Uterine cancer usually occurs after menopause, but it may also occur around the time menopause begins. Some of the symptoms seen with uterine cancer are unusual vaginal bleeding or discharge, difficult or painful urination, pain during intercourse, and pain in the pelvic area. If a woman has symptoms that may suggest uterine cancer her doctor may check lab and urine tests and do a pelvic exam, pap test, transvaginal ultrasound, and a biopsy to remove tissue from the uterine lining to confirm diagnosis.

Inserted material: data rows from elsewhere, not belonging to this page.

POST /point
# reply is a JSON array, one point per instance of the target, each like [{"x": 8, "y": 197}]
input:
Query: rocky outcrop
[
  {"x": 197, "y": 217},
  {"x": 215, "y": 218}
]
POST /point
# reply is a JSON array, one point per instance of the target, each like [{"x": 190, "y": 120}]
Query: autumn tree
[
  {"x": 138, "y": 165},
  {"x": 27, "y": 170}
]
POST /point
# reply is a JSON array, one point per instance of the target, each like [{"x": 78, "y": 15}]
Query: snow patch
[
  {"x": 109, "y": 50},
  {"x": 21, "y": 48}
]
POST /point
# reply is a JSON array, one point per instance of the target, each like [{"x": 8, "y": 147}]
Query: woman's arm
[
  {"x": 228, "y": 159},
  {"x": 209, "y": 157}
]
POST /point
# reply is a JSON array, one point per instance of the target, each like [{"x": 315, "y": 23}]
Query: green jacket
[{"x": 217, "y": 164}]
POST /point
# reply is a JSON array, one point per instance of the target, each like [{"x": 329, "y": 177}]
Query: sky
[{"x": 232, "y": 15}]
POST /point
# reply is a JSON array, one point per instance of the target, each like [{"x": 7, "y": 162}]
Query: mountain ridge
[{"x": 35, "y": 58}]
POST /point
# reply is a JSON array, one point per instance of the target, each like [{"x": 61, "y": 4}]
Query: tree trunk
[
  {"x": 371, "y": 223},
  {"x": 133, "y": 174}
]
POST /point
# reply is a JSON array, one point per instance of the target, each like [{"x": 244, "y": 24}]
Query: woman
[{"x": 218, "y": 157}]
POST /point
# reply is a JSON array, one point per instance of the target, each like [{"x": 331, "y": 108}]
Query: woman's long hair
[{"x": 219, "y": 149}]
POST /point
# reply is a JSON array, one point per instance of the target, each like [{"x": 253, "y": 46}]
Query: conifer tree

Once diagnosis is determined the doctor needs to know the extent or stage of the disease to plan the best treatment. Staging is a careful attempt to find out whether the cancer has spread, and if so to what parts of the body. Additional tests to determine stage may be blood and urine tests, x-rays, CT scan, ultrasound test, MRI, sigmoidoscopy, or colonoscopy. In most cases, the most reliable way to stage uterine cancer is to remove the uterus so the pathologist can examine it for any signs of cancer. Once staging is complete treatment options are gone over with you. Treatment options consist of surgery, radiation therapy, and hormonal therapy.